(1.) In this reference under Section 256(1) of the Income Tax Act, 1961, the following question of law has been referred for our opinion:-
(2.) In Commissioner of Income Tax v. Goslino Mario And Others, [2000] 241 ITR 312, one of the questions considered by the Supreme Court was whether the Tribunal was right in law in holding that the payment taken in India in the shape of daily allowance was not exempt from tax under Section 10(14) of the Income Tax Act, 1961.

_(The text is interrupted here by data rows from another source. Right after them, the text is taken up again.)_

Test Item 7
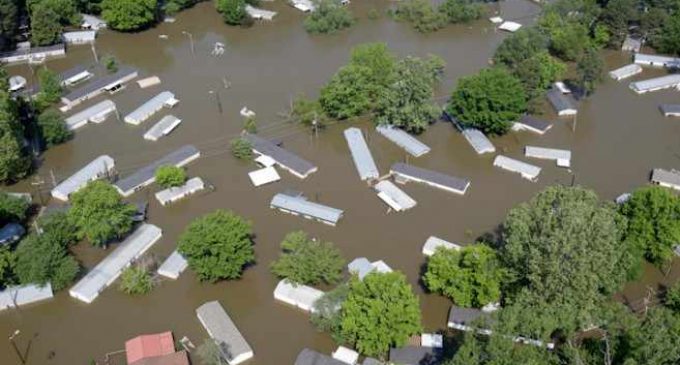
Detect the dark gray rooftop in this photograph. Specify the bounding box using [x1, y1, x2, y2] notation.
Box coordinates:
[64, 66, 137, 102]
[116, 145, 200, 196]
[390, 346, 442, 365]
[294, 349, 347, 365]
[244, 134, 317, 177]
[390, 162, 470, 193]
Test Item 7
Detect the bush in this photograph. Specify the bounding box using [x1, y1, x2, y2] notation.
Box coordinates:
[304, 0, 354, 34]
[230, 138, 253, 160]
[38, 109, 73, 147]
[178, 210, 255, 282]
[271, 231, 345, 285]
[156, 165, 187, 189]
[119, 267, 153, 295]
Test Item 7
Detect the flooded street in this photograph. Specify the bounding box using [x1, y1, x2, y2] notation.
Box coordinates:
[0, 0, 680, 365]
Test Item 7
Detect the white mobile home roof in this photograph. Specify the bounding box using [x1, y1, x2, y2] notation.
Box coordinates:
[274, 279, 324, 312]
[248, 166, 281, 187]
[630, 74, 680, 94]
[423, 236, 462, 256]
[52, 155, 115, 201]
[375, 125, 430, 157]
[115, 145, 201, 197]
[609, 63, 642, 81]
[156, 177, 205, 205]
[144, 115, 182, 141]
[0, 283, 54, 310]
[270, 193, 343, 225]
[65, 100, 116, 131]
[243, 133, 317, 179]
[493, 155, 541, 181]
[462, 128, 496, 155]
[196, 300, 254, 365]
[345, 128, 380, 180]
[125, 91, 178, 125]
[524, 146, 571, 167]
[374, 180, 417, 212]
[158, 250, 189, 280]
[390, 162, 470, 194]
[635, 53, 680, 68]
[69, 224, 162, 303]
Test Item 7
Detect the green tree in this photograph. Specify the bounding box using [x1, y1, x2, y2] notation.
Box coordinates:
[439, 0, 486, 24]
[178, 210, 255, 282]
[0, 192, 31, 224]
[101, 0, 158, 32]
[271, 231, 345, 285]
[423, 244, 504, 308]
[68, 180, 136, 246]
[447, 67, 527, 135]
[576, 48, 604, 95]
[15, 234, 80, 290]
[156, 165, 187, 189]
[119, 266, 153, 295]
[500, 186, 630, 331]
[340, 272, 421, 356]
[38, 109, 73, 147]
[392, 0, 448, 33]
[376, 56, 444, 133]
[303, 0, 354, 34]
[215, 0, 250, 25]
[230, 138, 253, 160]
[620, 186, 680, 265]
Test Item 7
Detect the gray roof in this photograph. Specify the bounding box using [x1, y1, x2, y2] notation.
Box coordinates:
[63, 66, 137, 102]
[659, 104, 680, 115]
[244, 134, 317, 177]
[196, 300, 253, 363]
[115, 145, 201, 196]
[345, 128, 380, 180]
[294, 349, 347, 365]
[547, 89, 576, 113]
[390, 346, 443, 365]
[270, 193, 343, 224]
[375, 125, 430, 157]
[390, 162, 470, 194]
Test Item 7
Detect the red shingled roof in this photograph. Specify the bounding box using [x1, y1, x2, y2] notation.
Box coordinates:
[125, 331, 175, 364]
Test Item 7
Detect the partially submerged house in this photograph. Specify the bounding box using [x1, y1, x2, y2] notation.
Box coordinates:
[344, 128, 380, 180]
[390, 162, 470, 195]
[69, 223, 163, 303]
[269, 193, 344, 226]
[51, 155, 115, 201]
[196, 301, 255, 365]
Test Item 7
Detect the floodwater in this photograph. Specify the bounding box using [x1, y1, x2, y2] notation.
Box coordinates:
[0, 0, 680, 365]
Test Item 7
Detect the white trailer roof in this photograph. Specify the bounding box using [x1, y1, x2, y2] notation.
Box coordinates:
[374, 180, 417, 212]
[423, 236, 463, 256]
[52, 155, 115, 201]
[345, 128, 380, 180]
[493, 155, 541, 180]
[144, 115, 182, 141]
[0, 283, 54, 311]
[375, 125, 430, 157]
[274, 279, 324, 312]
[158, 250, 189, 280]
[69, 224, 162, 303]
[156, 177, 205, 205]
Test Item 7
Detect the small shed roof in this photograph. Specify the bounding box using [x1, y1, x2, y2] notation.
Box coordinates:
[375, 125, 430, 157]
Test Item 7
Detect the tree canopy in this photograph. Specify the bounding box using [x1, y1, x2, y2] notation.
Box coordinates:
[447, 67, 527, 135]
[423, 244, 504, 308]
[68, 180, 136, 246]
[340, 272, 421, 357]
[177, 210, 255, 282]
[271, 231, 345, 285]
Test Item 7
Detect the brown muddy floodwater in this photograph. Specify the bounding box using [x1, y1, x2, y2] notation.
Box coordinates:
[0, 0, 680, 365]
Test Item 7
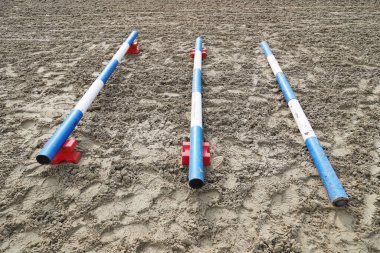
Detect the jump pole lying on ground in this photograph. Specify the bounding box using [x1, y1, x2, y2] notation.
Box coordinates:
[36, 31, 138, 164]
[260, 41, 349, 206]
[182, 37, 210, 189]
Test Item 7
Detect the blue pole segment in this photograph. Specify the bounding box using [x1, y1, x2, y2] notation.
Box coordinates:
[36, 109, 83, 164]
[189, 37, 204, 189]
[36, 31, 138, 164]
[189, 126, 205, 189]
[260, 41, 349, 206]
[305, 137, 348, 206]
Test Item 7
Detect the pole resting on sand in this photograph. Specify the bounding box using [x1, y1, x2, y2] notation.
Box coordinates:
[182, 37, 210, 189]
[260, 41, 349, 206]
[36, 31, 138, 164]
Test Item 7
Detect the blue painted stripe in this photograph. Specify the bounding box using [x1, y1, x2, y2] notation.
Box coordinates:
[37, 110, 83, 161]
[98, 59, 119, 84]
[127, 31, 139, 45]
[260, 41, 273, 57]
[276, 72, 297, 103]
[195, 37, 202, 52]
[189, 126, 204, 182]
[192, 69, 202, 92]
[305, 137, 348, 203]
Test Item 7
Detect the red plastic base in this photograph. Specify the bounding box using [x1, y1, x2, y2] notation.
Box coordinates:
[51, 139, 80, 164]
[127, 41, 140, 54]
[182, 142, 211, 166]
[190, 49, 207, 59]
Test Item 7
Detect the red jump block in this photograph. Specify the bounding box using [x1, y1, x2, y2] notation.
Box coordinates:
[127, 41, 140, 54]
[190, 49, 207, 59]
[182, 142, 211, 166]
[51, 139, 80, 164]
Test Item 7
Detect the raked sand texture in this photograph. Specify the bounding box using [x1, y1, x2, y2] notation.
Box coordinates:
[0, 0, 380, 253]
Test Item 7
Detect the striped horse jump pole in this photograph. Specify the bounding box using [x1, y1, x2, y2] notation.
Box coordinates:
[260, 41, 349, 206]
[182, 37, 210, 189]
[36, 31, 138, 164]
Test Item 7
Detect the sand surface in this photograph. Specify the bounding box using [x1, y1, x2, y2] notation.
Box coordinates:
[0, 0, 380, 253]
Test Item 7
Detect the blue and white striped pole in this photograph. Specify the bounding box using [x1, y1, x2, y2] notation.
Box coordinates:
[260, 41, 348, 206]
[189, 37, 204, 189]
[36, 31, 138, 164]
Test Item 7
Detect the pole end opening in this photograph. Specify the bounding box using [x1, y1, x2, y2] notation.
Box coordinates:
[36, 155, 51, 164]
[189, 178, 205, 189]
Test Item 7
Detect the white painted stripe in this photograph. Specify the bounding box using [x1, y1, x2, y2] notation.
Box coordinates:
[194, 50, 202, 69]
[191, 92, 202, 127]
[267, 54, 282, 76]
[112, 42, 129, 63]
[288, 99, 315, 141]
[74, 79, 104, 114]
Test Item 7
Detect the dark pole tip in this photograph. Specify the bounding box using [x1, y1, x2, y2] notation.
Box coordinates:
[333, 198, 348, 207]
[36, 155, 51, 164]
[189, 178, 204, 189]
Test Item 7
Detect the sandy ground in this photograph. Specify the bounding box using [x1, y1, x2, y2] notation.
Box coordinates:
[0, 0, 380, 253]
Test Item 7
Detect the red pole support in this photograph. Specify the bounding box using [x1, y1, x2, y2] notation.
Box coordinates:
[190, 49, 207, 59]
[127, 41, 140, 54]
[51, 138, 80, 164]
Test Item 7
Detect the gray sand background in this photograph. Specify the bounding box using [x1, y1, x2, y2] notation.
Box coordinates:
[0, 0, 380, 253]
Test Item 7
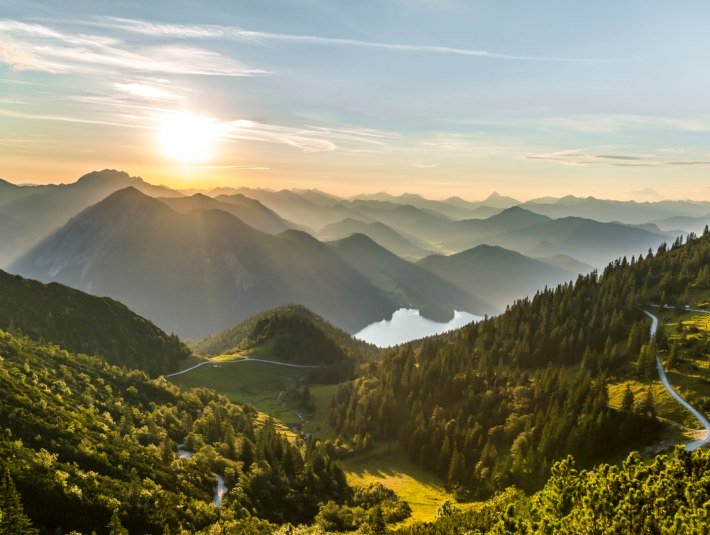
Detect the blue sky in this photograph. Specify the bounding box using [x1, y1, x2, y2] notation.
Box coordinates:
[0, 0, 710, 200]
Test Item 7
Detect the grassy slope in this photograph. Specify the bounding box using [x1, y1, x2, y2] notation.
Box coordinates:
[609, 293, 710, 441]
[170, 355, 464, 524]
[170, 358, 308, 434]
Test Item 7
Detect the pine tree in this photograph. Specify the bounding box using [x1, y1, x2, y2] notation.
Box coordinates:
[621, 385, 634, 412]
[368, 505, 387, 535]
[106, 511, 129, 535]
[0, 469, 37, 535]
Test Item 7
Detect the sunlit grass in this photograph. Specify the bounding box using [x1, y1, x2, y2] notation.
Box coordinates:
[343, 445, 476, 525]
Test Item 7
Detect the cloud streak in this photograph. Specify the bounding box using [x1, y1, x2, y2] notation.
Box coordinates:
[0, 19, 270, 77]
[83, 17, 616, 63]
[524, 149, 710, 167]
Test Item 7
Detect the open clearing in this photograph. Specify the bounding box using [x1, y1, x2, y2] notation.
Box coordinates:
[170, 355, 464, 524]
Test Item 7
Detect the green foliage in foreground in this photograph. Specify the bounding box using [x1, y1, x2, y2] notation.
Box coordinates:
[0, 331, 352, 534]
[331, 233, 710, 498]
[397, 448, 710, 535]
[0, 270, 190, 376]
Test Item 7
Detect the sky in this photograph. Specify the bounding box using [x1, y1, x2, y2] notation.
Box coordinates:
[0, 0, 710, 201]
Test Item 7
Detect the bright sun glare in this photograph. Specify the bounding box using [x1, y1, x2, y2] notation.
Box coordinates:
[157, 112, 217, 164]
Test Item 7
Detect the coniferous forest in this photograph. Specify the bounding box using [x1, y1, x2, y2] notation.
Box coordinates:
[331, 231, 710, 499]
[0, 232, 710, 533]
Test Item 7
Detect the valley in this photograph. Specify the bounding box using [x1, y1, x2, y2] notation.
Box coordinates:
[0, 174, 710, 533]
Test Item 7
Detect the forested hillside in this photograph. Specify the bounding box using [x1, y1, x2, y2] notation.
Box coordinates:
[395, 449, 710, 535]
[189, 305, 378, 364]
[0, 270, 190, 375]
[0, 331, 352, 534]
[332, 231, 710, 497]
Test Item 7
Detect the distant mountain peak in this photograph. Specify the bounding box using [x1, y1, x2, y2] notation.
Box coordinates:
[77, 169, 137, 184]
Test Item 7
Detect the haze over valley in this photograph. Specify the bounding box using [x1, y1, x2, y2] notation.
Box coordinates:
[0, 0, 710, 535]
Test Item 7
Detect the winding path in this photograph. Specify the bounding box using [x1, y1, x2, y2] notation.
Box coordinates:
[643, 309, 710, 451]
[165, 357, 322, 378]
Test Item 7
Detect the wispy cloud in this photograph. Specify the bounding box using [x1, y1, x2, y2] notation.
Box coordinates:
[113, 82, 181, 102]
[541, 114, 710, 134]
[524, 149, 710, 167]
[0, 19, 270, 76]
[185, 165, 271, 171]
[82, 17, 616, 63]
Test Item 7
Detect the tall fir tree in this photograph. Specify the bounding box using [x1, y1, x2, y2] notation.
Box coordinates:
[0, 469, 38, 535]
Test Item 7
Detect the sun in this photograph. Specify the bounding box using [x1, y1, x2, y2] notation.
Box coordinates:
[157, 112, 217, 164]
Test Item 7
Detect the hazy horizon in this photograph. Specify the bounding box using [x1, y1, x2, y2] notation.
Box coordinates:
[0, 169, 710, 203]
[0, 0, 710, 201]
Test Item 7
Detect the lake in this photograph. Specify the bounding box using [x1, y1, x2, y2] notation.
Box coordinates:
[355, 308, 482, 347]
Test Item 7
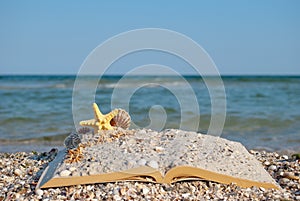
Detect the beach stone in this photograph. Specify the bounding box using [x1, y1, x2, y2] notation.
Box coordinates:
[35, 189, 44, 197]
[154, 147, 165, 152]
[69, 167, 76, 172]
[282, 155, 289, 160]
[147, 160, 158, 169]
[137, 158, 147, 166]
[14, 169, 23, 176]
[60, 170, 71, 177]
[268, 165, 277, 170]
[142, 187, 150, 195]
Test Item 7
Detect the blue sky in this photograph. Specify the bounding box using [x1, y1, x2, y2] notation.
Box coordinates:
[0, 0, 300, 75]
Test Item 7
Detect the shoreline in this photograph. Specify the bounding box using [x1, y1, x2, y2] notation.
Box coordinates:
[0, 149, 300, 201]
[0, 129, 300, 201]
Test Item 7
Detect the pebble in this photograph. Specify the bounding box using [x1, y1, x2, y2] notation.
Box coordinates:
[282, 155, 289, 160]
[154, 147, 165, 152]
[14, 169, 23, 176]
[147, 160, 158, 169]
[283, 172, 299, 180]
[137, 158, 147, 166]
[35, 189, 44, 197]
[60, 170, 71, 177]
[143, 187, 150, 195]
[69, 167, 76, 172]
[268, 165, 277, 170]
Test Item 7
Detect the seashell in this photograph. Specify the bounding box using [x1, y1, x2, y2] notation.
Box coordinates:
[64, 132, 81, 150]
[110, 109, 131, 129]
[77, 127, 91, 134]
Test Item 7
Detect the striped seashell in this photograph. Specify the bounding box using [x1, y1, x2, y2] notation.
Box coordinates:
[77, 127, 91, 134]
[64, 132, 81, 150]
[110, 109, 131, 129]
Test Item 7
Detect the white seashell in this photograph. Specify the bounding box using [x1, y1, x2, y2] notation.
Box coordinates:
[64, 132, 81, 149]
[110, 109, 131, 129]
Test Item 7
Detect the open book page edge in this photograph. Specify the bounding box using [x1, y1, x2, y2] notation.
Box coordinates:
[163, 166, 280, 189]
[37, 162, 163, 188]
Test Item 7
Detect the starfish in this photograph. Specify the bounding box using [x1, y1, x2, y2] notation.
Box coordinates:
[80, 103, 118, 133]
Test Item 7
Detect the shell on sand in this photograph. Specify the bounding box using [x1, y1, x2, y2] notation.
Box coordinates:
[110, 109, 131, 129]
[64, 132, 81, 150]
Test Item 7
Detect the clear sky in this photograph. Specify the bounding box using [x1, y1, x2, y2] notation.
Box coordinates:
[0, 0, 300, 75]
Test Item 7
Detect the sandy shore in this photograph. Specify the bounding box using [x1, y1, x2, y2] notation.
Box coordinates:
[0, 132, 300, 201]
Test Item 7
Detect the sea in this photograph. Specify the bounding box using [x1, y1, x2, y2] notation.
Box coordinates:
[0, 75, 300, 152]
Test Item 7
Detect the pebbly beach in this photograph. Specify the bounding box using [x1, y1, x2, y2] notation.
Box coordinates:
[0, 129, 300, 200]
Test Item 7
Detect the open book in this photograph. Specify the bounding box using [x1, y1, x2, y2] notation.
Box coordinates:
[37, 129, 280, 189]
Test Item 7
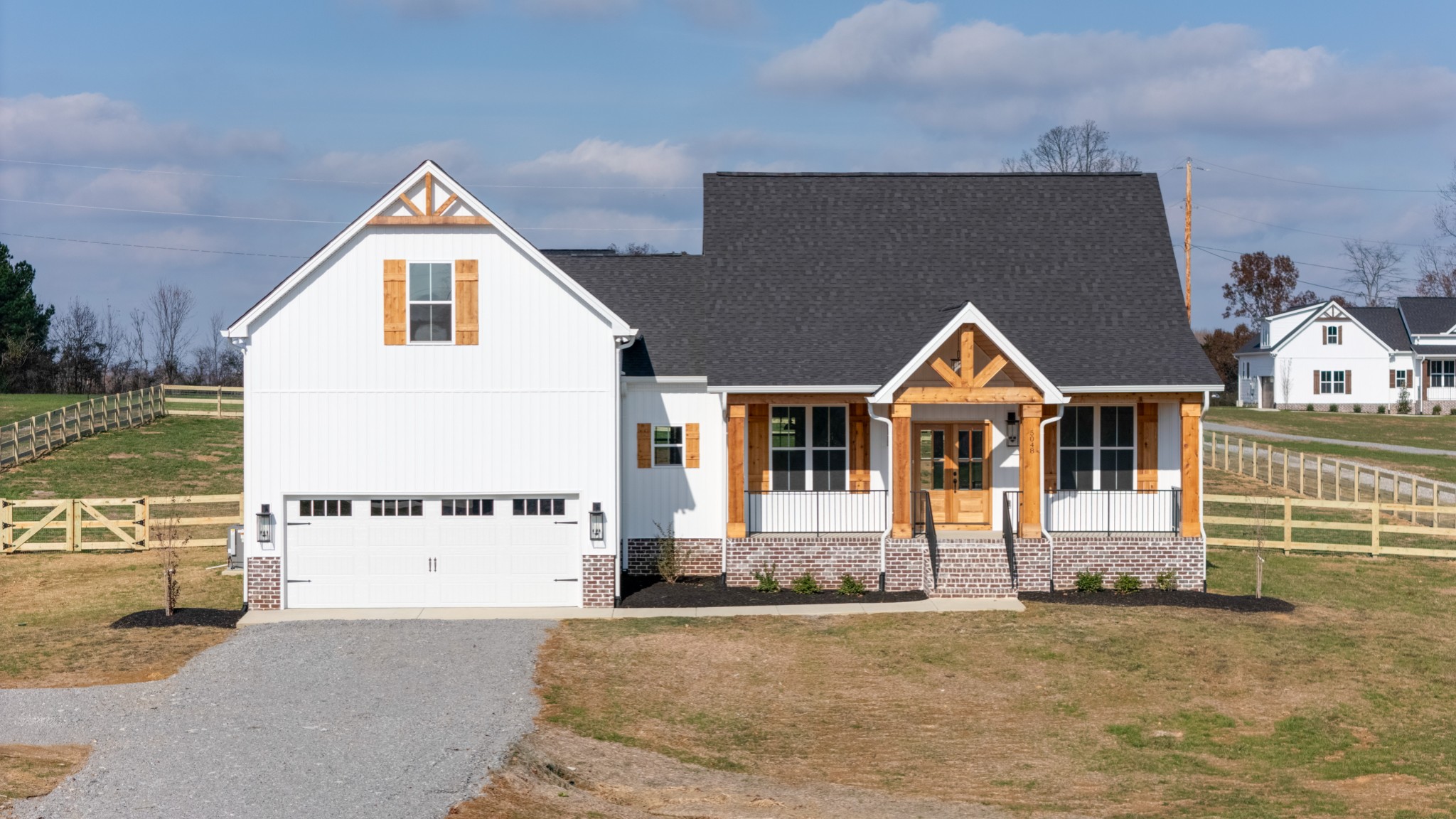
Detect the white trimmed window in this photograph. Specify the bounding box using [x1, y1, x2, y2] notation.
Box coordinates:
[1057, 407, 1135, 490]
[409, 262, 454, 338]
[769, 407, 849, 491]
[653, 427, 683, 466]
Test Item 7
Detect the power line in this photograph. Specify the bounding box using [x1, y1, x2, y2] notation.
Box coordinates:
[0, 157, 703, 191]
[1199, 159, 1445, 194]
[0, 230, 309, 259]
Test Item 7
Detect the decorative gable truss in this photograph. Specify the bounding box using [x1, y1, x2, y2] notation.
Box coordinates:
[368, 172, 491, 228]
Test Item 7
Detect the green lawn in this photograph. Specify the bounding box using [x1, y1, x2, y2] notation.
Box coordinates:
[0, 392, 100, 426]
[0, 417, 243, 500]
[1207, 405, 1456, 450]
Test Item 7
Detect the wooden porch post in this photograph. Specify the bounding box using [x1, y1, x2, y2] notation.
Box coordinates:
[1179, 401, 1203, 537]
[1017, 404, 1042, 537]
[889, 404, 914, 537]
[728, 404, 749, 537]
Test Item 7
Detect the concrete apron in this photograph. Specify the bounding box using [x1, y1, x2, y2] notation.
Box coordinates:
[237, 597, 1027, 625]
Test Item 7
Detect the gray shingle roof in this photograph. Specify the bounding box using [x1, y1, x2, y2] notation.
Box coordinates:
[703, 173, 1219, 387]
[1396, 296, 1456, 335]
[1349, 299, 1409, 350]
[542, 251, 707, 376]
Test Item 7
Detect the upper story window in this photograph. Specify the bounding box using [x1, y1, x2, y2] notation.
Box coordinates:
[409, 262, 454, 344]
[769, 407, 849, 491]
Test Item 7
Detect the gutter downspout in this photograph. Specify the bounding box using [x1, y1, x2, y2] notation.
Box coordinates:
[865, 398, 896, 592]
[614, 335, 638, 608]
[1037, 405, 1071, 592]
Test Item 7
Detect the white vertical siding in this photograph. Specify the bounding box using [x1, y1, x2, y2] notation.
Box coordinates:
[245, 228, 617, 582]
[620, 383, 728, 537]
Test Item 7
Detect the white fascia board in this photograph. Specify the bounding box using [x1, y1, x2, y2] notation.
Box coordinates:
[1061, 383, 1224, 395]
[869, 301, 1067, 404]
[223, 159, 638, 338]
[707, 383, 879, 393]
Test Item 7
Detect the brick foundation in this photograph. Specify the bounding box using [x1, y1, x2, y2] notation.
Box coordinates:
[243, 555, 282, 609]
[1042, 535, 1207, 590]
[628, 537, 724, 577]
[581, 554, 617, 609]
[727, 535, 879, 589]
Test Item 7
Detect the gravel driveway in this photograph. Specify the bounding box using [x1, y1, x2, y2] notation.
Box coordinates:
[0, 621, 550, 819]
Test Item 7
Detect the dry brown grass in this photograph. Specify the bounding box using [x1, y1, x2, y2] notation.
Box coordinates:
[0, 744, 90, 816]
[0, 547, 242, 688]
[537, 551, 1456, 819]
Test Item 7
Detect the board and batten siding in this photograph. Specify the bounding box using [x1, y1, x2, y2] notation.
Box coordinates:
[243, 228, 617, 568]
[621, 382, 728, 537]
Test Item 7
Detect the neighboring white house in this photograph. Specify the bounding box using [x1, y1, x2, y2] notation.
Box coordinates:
[224, 162, 1228, 608]
[1235, 301, 1417, 412]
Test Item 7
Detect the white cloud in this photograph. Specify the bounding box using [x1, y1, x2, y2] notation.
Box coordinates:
[0, 93, 285, 162]
[510, 137, 702, 186]
[759, 0, 1456, 133]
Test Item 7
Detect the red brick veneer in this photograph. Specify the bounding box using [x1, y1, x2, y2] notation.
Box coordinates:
[581, 555, 617, 609]
[243, 555, 282, 609]
[628, 537, 724, 577]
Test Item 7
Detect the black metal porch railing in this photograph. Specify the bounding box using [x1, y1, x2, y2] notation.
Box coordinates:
[744, 490, 889, 535]
[1045, 490, 1182, 535]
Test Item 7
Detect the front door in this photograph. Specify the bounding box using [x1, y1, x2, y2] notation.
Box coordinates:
[914, 421, 992, 529]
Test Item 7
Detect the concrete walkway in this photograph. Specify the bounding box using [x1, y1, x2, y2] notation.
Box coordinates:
[237, 597, 1027, 625]
[1203, 422, 1456, 458]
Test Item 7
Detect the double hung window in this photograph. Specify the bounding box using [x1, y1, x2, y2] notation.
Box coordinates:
[769, 407, 849, 491]
[409, 262, 454, 344]
[1057, 407, 1135, 490]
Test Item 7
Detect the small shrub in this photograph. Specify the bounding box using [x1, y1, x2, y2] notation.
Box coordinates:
[1113, 574, 1143, 594]
[753, 562, 779, 594]
[789, 572, 820, 594]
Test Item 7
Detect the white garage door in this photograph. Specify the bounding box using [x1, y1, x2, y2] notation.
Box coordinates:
[284, 496, 582, 608]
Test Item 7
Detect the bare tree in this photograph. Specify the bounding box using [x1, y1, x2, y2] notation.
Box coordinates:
[1002, 119, 1142, 173]
[147, 284, 193, 382]
[1344, 239, 1405, 308]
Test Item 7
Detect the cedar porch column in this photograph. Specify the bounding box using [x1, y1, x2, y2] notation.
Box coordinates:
[1178, 401, 1203, 537]
[889, 404, 914, 537]
[728, 404, 749, 537]
[1017, 404, 1042, 537]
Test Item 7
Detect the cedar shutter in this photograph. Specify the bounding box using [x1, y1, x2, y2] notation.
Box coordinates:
[454, 259, 481, 344]
[638, 424, 653, 469]
[746, 404, 773, 493]
[849, 404, 869, 493]
[1135, 404, 1157, 493]
[683, 424, 697, 469]
[385, 259, 409, 344]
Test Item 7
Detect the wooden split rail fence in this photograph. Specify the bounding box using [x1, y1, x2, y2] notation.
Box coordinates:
[0, 494, 243, 552]
[0, 386, 166, 466]
[1203, 433, 1456, 528]
[161, 383, 243, 418]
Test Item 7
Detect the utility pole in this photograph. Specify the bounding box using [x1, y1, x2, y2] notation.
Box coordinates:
[1184, 157, 1192, 326]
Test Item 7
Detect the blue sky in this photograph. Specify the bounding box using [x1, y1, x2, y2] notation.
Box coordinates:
[0, 0, 1456, 335]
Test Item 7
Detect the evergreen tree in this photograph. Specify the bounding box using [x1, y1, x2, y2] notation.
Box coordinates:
[0, 243, 55, 392]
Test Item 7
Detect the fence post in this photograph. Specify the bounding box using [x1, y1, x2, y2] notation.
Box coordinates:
[1284, 497, 1295, 554]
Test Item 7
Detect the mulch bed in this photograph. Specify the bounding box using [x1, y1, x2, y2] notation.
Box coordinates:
[620, 574, 924, 609]
[111, 609, 243, 628]
[1018, 589, 1295, 612]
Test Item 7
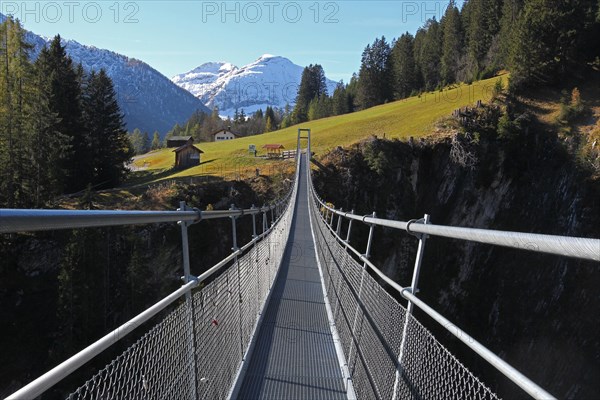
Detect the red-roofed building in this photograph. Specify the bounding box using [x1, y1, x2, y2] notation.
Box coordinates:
[263, 144, 285, 158]
[173, 142, 204, 169]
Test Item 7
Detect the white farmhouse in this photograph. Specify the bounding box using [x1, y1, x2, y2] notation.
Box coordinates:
[212, 127, 242, 142]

(3.) The Supreme Court approved the view taken by the Gauhati High Court in Commissioner of Income Tax v. Goslino Mario, [2000] ITR 314, to the effect that under Section 10(14) of the Act any special allowance specifically granted to meet expenses wholly, necessarily and exclusively incurred for the purpose of the duties of office or employment is exempt from tax to the extent such expenses are actually incurred for that purpose. The Gauhati High Court had referred to several decisions and concluded, affirming the view taken in Commissioner of Income Tax, Gujarat v. S.G. Pgnatale, [1980] 124 ITR 391 and Commissioner of Income Tax v. J. Jenkin Thomas And Others, [1975] 101 ITR 511, that if the amount paid be a kind of reimbursement for an expenditure incurred for the performance of the duties of the assessee, the same would not be liable to be taxed as salary. In those cases, as well as in the present case, the Assessee were foreign technicians and were required to stay away from their homes and consequently the daily allowance given to them was related to the extra expenditure that they were required to undertake on food etc. which was wholly, necessarily and exclusively for the purpose of the duties, and as such it was in the nature of reimbursement which would be excluded from the net cast by the Act.